Nitekim, 1980 askerî darbesinden sonra İsrail ile
yakınlaşma yeniden hız kazandı. Bunda, ABD’nin teşvik etmesi kadar, 1979 İran Devrimi’nin de etkisi
büyüktü. İktidarı ele geçiren Molla Rejimi, Türkiye’nin çıkarlarına ters düşen
bir dış politika uygulamaya başladı. İsrail ve Türkiye hem güçlü bir
müttefiklerini kaybetmiş, hem de bölgedeki etkinlik konusunda yeni ve hırslı
bir rakip kazanmışlardı. İsrail ve Türkiye’nin işbirliği daha da önem
kazanmıştı.
Cunta dönemi, Türkiye’yi neoliberal politikaların bir laboratuvarı
hâline getirmekle birlikte, devlet aklını İsrail lehine çevirdi. Cuntacılar
açısından bu işbirliği son derece kârlıydı. İsrail, 1982 Lübnan İşgali
sonrasında, cuntanın ASALA yöneticilerini öldürmek için neofaşist katilleri
görevlendirdiği bir dönemde, Lübnan’daki ASALA kamplarında elde ettiği
bilgileri Ankara’ya bildiriyor, ABD’ndeki AIPAC
veya Jewıish Institute for National
Securtiy Affairs gibi silah ve Musevî lobileri, 1989’da olduğu gibi, ABD
Senatosu’nda »Ermeni Soykırımı Tasarısı«nın kabul edilmesinin engellenmesini
sağlıyorlardı.
İsrail’le olan işbirliği, 1990’lı yıllarda daha da
derinleştirildi, ki uzmanlar 1980ler ve 1990ların İsrail-Türkiye ilişkilerinde
»Altın Çağ« olduğunu belirtirler. 1991’den itibaren karşılıklı olarak yeniden
büyükelçi atanmasını, çeşitli iktisadî ve askerî antlaşmalar izledi. 1994’de
hava kuvvetleri arasında pilot eğitimi üzerine bir antlaşma, 1996’da da askerî
işbirliği üzerine kapsamlı bir antlaşma imzalandı. Askerî İşbirliği Antlaşması,
bizzat dönemin Genelkurmay Başkanı İsmail
Hakkı Karadayı tarafından İsrail’de imzalandı.
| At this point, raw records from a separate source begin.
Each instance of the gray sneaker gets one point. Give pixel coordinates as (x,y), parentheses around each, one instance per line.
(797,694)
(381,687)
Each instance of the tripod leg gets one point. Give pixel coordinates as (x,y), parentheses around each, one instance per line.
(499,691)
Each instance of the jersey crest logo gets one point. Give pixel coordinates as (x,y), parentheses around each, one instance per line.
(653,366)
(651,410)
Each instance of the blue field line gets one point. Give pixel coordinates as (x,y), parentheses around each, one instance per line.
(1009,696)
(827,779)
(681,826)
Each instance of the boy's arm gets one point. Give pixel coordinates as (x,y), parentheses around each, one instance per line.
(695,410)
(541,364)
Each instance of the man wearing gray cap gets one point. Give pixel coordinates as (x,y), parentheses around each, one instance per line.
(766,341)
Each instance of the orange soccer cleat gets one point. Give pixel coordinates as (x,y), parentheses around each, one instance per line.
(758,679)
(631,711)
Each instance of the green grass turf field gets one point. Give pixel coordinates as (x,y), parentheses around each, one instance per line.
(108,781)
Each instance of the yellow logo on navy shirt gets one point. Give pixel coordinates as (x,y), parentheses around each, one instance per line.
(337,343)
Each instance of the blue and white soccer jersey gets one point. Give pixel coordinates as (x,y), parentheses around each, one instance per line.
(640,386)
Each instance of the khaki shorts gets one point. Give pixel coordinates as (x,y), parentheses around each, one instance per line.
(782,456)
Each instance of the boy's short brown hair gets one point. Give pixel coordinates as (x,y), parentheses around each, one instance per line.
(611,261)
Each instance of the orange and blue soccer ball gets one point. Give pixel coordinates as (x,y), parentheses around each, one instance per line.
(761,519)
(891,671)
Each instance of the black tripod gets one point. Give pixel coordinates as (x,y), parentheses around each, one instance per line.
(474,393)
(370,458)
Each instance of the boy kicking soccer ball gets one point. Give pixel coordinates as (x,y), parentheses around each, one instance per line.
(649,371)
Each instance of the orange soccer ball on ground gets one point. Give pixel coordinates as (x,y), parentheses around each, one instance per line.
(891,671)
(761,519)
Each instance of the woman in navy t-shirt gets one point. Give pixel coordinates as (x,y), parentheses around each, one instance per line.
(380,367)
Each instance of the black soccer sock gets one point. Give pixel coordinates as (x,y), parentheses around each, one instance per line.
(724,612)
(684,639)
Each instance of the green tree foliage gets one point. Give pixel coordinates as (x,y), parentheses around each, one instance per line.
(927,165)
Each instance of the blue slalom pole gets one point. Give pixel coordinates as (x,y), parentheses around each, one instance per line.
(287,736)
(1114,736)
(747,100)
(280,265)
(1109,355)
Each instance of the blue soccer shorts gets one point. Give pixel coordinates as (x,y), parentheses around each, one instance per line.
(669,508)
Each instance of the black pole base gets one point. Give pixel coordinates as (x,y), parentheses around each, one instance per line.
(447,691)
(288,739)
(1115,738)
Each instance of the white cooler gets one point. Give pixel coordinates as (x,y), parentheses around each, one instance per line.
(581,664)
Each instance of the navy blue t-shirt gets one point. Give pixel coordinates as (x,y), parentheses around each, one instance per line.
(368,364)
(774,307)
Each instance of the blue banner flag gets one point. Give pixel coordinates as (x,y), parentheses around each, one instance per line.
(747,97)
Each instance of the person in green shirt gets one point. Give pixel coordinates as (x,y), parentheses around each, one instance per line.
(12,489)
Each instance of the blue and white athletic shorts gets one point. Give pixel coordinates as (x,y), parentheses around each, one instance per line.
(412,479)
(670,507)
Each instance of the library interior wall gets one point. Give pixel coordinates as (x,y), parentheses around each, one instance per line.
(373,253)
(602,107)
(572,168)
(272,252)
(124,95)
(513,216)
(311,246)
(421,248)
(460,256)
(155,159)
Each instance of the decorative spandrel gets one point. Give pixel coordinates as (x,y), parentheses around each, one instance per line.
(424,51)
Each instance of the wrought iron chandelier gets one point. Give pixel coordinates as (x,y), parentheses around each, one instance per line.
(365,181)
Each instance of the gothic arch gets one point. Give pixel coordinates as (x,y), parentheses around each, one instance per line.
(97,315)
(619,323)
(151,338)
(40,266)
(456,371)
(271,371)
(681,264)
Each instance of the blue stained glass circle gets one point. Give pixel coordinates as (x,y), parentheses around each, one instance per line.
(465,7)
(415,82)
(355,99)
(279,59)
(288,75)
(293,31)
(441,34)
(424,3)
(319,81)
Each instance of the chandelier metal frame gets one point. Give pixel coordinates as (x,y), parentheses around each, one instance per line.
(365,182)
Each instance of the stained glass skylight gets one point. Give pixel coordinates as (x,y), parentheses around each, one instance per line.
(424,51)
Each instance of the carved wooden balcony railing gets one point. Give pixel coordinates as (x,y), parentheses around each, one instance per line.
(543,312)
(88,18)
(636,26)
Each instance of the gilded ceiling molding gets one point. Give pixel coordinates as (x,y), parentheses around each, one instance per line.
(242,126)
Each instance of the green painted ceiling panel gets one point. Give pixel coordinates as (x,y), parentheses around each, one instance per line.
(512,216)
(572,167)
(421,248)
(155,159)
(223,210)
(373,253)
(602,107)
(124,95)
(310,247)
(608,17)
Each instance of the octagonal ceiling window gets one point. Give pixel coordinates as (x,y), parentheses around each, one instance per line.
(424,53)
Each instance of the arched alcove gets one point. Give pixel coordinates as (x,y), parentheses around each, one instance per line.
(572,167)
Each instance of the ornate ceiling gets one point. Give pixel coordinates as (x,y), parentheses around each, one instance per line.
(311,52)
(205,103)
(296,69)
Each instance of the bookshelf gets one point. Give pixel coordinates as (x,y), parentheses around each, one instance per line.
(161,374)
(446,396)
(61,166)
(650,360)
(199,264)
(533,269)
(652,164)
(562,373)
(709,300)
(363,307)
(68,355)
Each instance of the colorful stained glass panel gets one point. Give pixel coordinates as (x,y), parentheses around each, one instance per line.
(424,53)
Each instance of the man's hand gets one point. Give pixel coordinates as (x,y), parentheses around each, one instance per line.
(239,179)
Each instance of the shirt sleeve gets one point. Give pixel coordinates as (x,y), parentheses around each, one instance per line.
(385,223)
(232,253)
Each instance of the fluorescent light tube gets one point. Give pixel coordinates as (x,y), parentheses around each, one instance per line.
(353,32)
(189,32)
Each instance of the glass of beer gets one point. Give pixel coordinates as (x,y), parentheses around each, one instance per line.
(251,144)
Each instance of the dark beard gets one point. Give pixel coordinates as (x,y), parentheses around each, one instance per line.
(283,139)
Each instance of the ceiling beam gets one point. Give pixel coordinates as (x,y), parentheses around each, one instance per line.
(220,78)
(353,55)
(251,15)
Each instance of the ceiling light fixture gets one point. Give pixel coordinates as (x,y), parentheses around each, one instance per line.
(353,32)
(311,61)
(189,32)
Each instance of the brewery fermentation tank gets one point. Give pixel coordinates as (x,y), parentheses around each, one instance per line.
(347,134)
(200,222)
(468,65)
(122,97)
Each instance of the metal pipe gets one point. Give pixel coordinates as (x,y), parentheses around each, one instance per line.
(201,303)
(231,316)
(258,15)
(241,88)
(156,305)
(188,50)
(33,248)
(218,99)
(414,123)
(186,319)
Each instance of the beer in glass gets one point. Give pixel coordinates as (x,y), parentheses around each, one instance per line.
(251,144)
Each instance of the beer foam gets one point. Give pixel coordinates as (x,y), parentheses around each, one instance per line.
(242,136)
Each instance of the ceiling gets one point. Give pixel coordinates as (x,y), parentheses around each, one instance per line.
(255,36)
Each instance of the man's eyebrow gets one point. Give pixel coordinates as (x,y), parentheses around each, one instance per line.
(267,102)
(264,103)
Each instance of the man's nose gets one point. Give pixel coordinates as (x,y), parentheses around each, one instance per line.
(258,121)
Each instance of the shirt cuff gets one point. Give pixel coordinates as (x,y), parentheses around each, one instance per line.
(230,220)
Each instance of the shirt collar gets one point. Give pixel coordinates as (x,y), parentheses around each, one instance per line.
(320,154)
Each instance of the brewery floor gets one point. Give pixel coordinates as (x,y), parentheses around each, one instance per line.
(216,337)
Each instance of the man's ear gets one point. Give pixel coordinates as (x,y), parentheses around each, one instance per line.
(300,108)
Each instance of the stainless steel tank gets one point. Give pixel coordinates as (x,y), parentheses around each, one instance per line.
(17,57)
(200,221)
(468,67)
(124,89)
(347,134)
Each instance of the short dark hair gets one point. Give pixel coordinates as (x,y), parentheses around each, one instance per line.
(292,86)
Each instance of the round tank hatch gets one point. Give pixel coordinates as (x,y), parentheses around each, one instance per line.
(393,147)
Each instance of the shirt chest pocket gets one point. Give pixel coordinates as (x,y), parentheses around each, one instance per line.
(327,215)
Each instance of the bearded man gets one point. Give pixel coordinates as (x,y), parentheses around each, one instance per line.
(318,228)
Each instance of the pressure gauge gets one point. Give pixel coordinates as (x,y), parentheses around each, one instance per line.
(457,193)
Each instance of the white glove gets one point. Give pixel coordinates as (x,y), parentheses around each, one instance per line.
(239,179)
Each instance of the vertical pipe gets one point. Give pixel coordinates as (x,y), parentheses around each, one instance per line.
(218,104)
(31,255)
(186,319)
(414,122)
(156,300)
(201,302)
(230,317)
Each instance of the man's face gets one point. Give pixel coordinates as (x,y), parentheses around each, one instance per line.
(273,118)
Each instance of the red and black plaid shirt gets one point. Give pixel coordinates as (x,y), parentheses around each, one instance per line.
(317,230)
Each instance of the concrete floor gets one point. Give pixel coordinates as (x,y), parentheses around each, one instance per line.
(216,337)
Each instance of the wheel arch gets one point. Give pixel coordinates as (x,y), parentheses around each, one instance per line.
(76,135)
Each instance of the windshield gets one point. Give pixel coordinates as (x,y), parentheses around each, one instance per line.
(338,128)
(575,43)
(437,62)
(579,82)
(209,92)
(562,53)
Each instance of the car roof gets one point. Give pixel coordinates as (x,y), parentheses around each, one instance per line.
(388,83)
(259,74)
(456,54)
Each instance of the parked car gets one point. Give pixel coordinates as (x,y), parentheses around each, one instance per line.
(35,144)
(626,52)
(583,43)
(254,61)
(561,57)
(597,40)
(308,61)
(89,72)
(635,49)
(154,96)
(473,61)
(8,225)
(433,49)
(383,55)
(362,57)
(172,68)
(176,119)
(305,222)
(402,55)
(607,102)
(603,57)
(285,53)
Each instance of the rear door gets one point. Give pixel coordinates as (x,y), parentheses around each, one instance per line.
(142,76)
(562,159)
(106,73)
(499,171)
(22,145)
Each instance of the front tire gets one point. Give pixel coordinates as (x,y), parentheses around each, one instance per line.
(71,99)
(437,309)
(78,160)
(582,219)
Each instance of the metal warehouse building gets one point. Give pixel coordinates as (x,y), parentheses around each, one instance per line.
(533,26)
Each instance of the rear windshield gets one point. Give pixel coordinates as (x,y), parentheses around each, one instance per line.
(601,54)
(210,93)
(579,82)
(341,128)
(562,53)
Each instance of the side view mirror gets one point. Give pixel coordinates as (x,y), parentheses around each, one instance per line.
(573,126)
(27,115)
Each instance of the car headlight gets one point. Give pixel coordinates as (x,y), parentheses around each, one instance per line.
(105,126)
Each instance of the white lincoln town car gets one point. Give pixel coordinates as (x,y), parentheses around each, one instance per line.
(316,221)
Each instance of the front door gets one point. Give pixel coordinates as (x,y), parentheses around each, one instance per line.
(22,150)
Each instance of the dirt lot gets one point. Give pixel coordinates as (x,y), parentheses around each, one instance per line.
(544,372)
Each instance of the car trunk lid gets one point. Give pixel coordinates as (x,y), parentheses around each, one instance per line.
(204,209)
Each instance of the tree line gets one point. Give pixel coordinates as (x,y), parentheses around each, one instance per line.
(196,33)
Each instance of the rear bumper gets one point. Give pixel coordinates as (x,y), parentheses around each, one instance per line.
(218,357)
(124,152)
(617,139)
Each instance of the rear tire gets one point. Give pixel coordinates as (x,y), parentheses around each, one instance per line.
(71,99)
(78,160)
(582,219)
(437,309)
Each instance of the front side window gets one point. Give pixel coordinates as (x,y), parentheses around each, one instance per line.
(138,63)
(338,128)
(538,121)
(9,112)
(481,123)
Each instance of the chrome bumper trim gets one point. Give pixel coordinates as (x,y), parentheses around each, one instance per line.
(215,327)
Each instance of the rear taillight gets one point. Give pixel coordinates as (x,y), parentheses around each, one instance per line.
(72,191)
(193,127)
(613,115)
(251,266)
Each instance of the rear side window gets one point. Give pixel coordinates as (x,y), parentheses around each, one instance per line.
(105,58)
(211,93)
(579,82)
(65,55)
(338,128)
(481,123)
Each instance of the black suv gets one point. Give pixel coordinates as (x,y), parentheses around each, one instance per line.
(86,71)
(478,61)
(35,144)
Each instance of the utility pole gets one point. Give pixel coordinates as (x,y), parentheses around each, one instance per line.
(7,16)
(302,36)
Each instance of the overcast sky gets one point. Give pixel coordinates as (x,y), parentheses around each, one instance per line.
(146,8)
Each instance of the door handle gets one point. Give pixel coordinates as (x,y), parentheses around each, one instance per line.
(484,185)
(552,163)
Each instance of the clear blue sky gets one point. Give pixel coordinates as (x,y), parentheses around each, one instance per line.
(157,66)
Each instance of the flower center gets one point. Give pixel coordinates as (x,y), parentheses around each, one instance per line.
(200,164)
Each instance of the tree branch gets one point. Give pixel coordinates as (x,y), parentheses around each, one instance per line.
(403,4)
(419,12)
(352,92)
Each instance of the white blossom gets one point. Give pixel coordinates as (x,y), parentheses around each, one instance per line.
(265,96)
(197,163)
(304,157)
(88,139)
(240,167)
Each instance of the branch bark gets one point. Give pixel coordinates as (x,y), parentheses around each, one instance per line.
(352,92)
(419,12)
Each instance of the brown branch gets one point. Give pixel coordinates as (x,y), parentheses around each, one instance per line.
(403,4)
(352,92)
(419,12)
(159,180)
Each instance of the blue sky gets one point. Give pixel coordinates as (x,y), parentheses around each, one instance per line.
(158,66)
Daha sonraları, 1998’de, ABD-İsrail-Türkiye Stratejik
Partnerliği’ne dönüşen işbirliği, İsrail’e para kazandırıyor, Türkiye’deki
askerî vesayet rejimine ise silahlı kuvvetlerini modernize etme olanağı veriyordu.
İsrail Türk F-4 ve F-5 jetlerinin modernizasyonunu üstlendi ve TSK’ne Phyton-4
roketleri, Popey hava-kara roketleri,
Arrow roketsavar sistemleri ve saldırı helikopterleri için gece görüş
sistemleri sattı. Oluşturulan ortak Stratejik
Çalışma Grubu sadece ortak tatbikatları organize etmekle kalmıyor, aynı
zamanda istihbarat işbirliğini de derinleştiriyordu.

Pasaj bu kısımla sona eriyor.